Pasnau suggests that in the story about how 1 and 2 became important, we should give special attention to John Wilkins.

John Wilkins

Bishop John Wilkins

Pasnau suggests that in the story about how 1 and 2 became important, we should give special attention to John Wilkins.

Journals

It’s easy to come up with circumstances where we have philosophical uses for non-maximal standards.

We’re trying to judge whether people are taking rational precautions about lions (Philo), or whether judges are being moral (medievals).

In both cases, having standards be sensitive to the practical situation seems sensible.

Journals

When could we want a standard that is non-maximal, but where the particular practical situation is irrelevant?

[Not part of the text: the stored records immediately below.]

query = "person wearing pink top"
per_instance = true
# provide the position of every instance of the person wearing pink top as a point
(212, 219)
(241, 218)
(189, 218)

Answer: When we’re publishing a scientific journal.

Journal

Three constraints on publishing a journal.

  1. We want the fact that we’ve published something to be a meaningful mark of quality.
  2. We want to be able to publish, so we can’t have Cartesian certainty.
  3. We don’t know who is going to read the journal, or what use they’ll put it to.

Journals

My conjecture, and it is just a conjecture, is that this is the real founding of epistemology as we know it today.

It’s the task of coming up with standards like Is this acceptable to publish in a scientific journal?.

That’s an interesting question, but it’s not the only question we might be interested in.

Back to Interests

In general, I think Philo and the medievals were on the right track.

Knowledge is to be used, and the standards for knowledge should be sensitive to what it is used for.

Back to Interests

That’s fundamentally why we should have an interest-relative theory of knowledge.

And hopefully through this book I’ll convince some people of that!